Dietary deficiency or excess
Causes of dietary deficiencies range from a lack of all nutrients as in famine, to absence or omission of individual food items from the diet for social, economic, cultural, religious or personal reasons. Nutrients may not be absorbed from the intestine in some illnesses. A deficiency or excess of overall calorie intake or of individual nutrients may result in nutritional disorders. Ingested food is broken down to chemicals of a molecular size that is readily absorbed and utilised by the body. The process of absorption is dictated by the nutrient needs of the body and bioavailability value. Food or nutrients can only be absorbed into the body through the intestines in their chemical forms. It is also interesting to note that these foods are also present in the plants (herbs) in their chemical (molecular) forms.

It is not possible to live for more than 2–3 min without oxygen. However, human life can continue without water for between 2 and 7 days, depending on the ambient temperature and the amount of exercise being taken. Survival without any food at all, but with water, may be for 60–120 days, depending on the body stores. Females and those with considerable subcutaneous fat generally survive for longer than slightly built males.

There are individual responses to nutritional deficiency and excess, although in general weight increase is associated with overall excessive eating and weight loss is associated with inadequate dietary intake. A failure to provide amino acids, fats, vitamins and trace elements leads to specific lesions, which may progress to morbidity and death.

Nutrients contribute to bodily needs in several ways:
• provision of energy
• creation of structure
• provision of essential small molecular substances that the body cannot synthesise.

Some nutrients are sources of carbon and nitrogen, which pass into the metabolic pool to meet the body’s general needs, e.g. carbohydrates, fats and amino acids. Carbohydrates and lipids are necessary fuels for metabolic activity, to a variable extent for structure and in some instances in the synthesis of hormones. The whole range of amino acids is relevant for adequate structural growth. Amino acids may also be utilised at times of nutritional deprivation as a source of energy.
Waste products of metabolism

The body excretes waste products of metabolism in the breath (carbon dioxide), through the urine, generally water- soluble compounds and the fat-soluble compounds through the bile. The accumulation of metabolic waste products has disadvantageous effects on growth, metabolism and well-being. In fact different kinds of the chronic degenerative diseases have been linked to the accumulation of waste products of metabolism.
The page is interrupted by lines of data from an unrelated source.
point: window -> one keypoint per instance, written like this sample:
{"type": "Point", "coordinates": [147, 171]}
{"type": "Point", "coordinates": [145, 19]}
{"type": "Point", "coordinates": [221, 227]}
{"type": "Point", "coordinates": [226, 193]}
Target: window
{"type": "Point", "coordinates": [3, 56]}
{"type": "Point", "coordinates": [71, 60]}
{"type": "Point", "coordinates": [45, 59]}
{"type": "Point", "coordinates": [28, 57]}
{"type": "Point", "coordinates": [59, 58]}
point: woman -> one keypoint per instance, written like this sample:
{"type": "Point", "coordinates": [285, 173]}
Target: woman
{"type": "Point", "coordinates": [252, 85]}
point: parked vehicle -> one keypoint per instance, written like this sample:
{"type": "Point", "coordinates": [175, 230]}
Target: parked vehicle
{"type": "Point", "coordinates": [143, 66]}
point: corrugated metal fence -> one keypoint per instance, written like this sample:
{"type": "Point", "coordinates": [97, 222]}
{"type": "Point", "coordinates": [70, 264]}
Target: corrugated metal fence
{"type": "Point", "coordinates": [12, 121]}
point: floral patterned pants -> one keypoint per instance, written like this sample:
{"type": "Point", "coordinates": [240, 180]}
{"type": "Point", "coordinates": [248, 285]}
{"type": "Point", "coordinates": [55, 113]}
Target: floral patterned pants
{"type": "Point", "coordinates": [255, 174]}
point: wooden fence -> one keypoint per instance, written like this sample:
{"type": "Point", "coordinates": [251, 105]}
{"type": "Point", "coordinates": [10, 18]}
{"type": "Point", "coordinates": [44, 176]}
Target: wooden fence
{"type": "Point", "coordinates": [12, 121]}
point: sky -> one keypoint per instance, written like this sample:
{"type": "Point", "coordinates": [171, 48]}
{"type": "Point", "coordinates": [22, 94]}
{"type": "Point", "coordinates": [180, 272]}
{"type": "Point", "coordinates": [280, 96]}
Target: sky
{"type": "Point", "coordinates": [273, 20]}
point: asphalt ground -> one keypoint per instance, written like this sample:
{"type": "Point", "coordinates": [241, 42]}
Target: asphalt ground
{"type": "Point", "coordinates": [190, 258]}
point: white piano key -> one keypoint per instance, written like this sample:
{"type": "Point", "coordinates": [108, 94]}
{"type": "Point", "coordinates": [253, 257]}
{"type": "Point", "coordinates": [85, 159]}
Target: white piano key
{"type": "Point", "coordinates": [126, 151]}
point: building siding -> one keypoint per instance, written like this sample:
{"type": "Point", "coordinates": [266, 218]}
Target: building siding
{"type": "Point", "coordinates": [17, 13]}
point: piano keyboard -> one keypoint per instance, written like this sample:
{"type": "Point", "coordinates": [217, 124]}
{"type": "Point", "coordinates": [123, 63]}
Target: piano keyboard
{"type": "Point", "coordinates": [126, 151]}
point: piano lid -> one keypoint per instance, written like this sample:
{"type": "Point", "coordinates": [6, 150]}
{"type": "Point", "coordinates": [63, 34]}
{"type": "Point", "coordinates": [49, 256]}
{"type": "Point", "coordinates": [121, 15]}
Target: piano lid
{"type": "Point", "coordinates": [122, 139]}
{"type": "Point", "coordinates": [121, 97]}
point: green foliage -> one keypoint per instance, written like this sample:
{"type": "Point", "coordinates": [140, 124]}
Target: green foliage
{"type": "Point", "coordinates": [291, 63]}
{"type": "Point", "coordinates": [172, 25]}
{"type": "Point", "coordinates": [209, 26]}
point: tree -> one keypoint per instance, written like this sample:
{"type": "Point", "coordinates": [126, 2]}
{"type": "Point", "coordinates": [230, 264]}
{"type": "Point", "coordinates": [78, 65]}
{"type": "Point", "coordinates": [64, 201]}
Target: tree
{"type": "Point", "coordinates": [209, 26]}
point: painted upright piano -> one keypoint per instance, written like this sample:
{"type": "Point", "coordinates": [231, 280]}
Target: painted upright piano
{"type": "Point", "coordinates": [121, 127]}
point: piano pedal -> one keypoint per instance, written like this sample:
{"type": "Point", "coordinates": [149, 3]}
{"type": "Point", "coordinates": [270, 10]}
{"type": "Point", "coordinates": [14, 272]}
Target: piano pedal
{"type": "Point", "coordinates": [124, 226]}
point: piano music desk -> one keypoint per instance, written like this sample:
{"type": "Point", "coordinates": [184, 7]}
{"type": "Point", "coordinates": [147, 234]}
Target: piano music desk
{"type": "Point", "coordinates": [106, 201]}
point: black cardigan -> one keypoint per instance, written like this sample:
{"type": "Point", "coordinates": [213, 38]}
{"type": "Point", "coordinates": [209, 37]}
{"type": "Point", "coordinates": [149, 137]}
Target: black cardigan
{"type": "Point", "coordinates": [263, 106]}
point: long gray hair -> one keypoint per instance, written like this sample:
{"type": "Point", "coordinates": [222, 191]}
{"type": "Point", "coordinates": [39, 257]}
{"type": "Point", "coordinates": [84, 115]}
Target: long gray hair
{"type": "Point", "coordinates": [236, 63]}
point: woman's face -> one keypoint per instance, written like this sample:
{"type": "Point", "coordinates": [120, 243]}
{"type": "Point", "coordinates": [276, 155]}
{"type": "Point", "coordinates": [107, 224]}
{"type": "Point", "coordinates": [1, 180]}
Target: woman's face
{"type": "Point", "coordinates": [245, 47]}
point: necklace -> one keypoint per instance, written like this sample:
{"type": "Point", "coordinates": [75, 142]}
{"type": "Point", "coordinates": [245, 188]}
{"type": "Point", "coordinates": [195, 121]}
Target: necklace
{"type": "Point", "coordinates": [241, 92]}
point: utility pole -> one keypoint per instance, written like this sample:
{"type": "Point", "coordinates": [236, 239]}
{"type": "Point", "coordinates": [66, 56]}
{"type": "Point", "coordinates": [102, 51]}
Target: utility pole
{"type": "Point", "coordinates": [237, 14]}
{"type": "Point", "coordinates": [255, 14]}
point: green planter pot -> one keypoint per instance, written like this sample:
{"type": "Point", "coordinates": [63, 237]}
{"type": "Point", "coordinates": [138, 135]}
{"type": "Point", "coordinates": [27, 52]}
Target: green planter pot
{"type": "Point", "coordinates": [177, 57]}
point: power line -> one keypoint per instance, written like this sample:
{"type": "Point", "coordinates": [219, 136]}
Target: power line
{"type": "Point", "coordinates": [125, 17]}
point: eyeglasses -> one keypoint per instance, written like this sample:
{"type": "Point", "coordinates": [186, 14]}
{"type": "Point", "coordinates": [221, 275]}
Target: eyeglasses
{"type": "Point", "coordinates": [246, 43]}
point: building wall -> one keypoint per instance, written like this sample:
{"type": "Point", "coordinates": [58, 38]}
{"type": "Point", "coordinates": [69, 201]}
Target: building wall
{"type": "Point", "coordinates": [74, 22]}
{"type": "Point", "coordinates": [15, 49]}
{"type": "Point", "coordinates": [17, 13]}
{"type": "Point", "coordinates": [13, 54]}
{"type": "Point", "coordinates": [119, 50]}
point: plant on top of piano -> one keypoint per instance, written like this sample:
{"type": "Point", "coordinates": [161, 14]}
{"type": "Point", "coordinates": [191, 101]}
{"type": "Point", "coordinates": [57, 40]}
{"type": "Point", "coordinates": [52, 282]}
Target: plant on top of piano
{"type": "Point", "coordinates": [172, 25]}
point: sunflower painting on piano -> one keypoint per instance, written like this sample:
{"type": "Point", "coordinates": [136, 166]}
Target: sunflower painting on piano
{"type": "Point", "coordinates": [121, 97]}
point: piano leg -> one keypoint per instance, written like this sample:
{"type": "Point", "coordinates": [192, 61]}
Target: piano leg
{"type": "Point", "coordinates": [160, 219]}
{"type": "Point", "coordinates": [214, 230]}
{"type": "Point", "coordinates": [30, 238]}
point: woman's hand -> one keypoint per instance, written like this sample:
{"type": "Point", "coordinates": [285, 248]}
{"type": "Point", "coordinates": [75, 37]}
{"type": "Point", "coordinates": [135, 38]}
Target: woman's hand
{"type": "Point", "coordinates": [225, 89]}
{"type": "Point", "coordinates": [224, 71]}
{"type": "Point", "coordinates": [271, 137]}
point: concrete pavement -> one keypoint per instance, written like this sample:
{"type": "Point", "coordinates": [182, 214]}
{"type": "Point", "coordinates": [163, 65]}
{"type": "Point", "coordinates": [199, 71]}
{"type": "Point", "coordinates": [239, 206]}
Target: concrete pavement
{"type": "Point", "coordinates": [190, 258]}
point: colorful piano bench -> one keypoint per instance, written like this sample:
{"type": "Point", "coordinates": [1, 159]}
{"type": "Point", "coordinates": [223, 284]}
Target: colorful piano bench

In our study of herbs for food and medicine, we shall always remember that the Genesis 1,29 Diet which is the main source of all our nutrients contains the macro and micro-nutrients, essential and non-essential nutrients, vitamins, minerals, trace elements, enzymes, phytonutrients, fibre, detoxifies, anti-inflammatory agents etc. As I take one more look at it I am convinced that indeed food is our medicine and our medicine food.